LPS has been reported to activate NADPH oxidase in different types of phagocytes, including microglia (Qin et al., 2004; Miletic et al., 2007). To investigate the role of Nox1 and Nox2, we assessed O2·− production in LPS-stimulated WT and Nox2-KO microglia. LPS (100 ng/ml) induced a 15-fold increase of hydroethidine oxidation throughout the cytoplasm of WT microglia, similar to levels reached in zymosan-stimulated cells, but only a twofold increase in Nox2-KO microglia (Fig. 4B). This shows that Nox2 plays a prominent role in LPS-triggered microglial generation of O2·−. Consistent with the activation of Nox2, DPI strongly suppressed O2·− production in LPS-stimulated WT microglia. DPI also fully prevented LPS-induction of O2·− in Nox2-KO microglia, indicating that Nox1 is also implicated in LPS-stimulated O2·− production (Fig. 4A,B).
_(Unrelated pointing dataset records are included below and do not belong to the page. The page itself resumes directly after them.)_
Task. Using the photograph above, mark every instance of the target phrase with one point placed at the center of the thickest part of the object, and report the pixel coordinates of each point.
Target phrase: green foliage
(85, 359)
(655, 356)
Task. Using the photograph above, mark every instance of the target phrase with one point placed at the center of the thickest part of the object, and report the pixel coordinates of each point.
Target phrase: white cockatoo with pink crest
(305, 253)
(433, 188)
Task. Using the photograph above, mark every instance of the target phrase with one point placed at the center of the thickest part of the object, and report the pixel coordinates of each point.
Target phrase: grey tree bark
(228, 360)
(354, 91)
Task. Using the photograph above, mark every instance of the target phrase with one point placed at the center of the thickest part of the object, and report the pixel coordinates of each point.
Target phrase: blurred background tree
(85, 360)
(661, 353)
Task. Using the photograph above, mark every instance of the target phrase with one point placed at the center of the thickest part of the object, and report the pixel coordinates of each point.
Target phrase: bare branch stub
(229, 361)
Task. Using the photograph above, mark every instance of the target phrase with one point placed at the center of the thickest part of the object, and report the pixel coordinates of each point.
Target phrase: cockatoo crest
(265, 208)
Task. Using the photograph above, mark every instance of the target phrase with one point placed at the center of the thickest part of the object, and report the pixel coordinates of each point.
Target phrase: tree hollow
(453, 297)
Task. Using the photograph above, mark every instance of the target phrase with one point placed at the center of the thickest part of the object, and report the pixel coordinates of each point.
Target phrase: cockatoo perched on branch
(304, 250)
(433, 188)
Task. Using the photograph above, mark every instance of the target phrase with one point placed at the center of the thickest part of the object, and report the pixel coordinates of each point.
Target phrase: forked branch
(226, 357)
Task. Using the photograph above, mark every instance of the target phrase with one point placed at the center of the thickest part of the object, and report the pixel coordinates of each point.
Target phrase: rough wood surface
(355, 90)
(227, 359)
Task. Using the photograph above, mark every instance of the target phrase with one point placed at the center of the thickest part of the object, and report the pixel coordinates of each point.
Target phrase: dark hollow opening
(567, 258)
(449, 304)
Because Nox2 produced a high level of O2·−, the decrease in Nox1-derived O2·− after silencing of the Nox1 gene in WT microglial is difficult to visualize. However, to further confirm the role of Nox1 in LPS-induced O2·− production, Nox2-KO microglial cultures were transduced with lentiviral vectors shNox1/EGFP or shCtrl/EGFP before LPS stimulation and assessment of hydroethidine oxidation. To allow comparison of EGFP-expressing cells and nontransduced (EGFP-negative) cells in the same culture wells, O2·− production was measured in cultures in which the mean proportions of shNox1- or shCtrl-transduced cells were close to 40%. Hydroethidine oxidation was >60% lower in shNox1-transduced cell than in nontransduced cells, whereas shCtrl-transduction had no significant effect on the level of hydroethidine oxidation (Fig. 4C). LPS treatments and zymosan phagocytosis therefore both activate Nox1 and Nox2 in microglia. However, it cannot be ruled out that the level of Nox1 protein and/or the amount of O2·− produced by Nox1 might differ in WT and in Nox2-KO microglia, even though assessment of Nox1 mRNA levels did not reveal a compensatory upregulation of the Nox1 gene in Nox2-KO microglia (supplemental Fig. 1, available at www.jneurosci.org as supplemental material).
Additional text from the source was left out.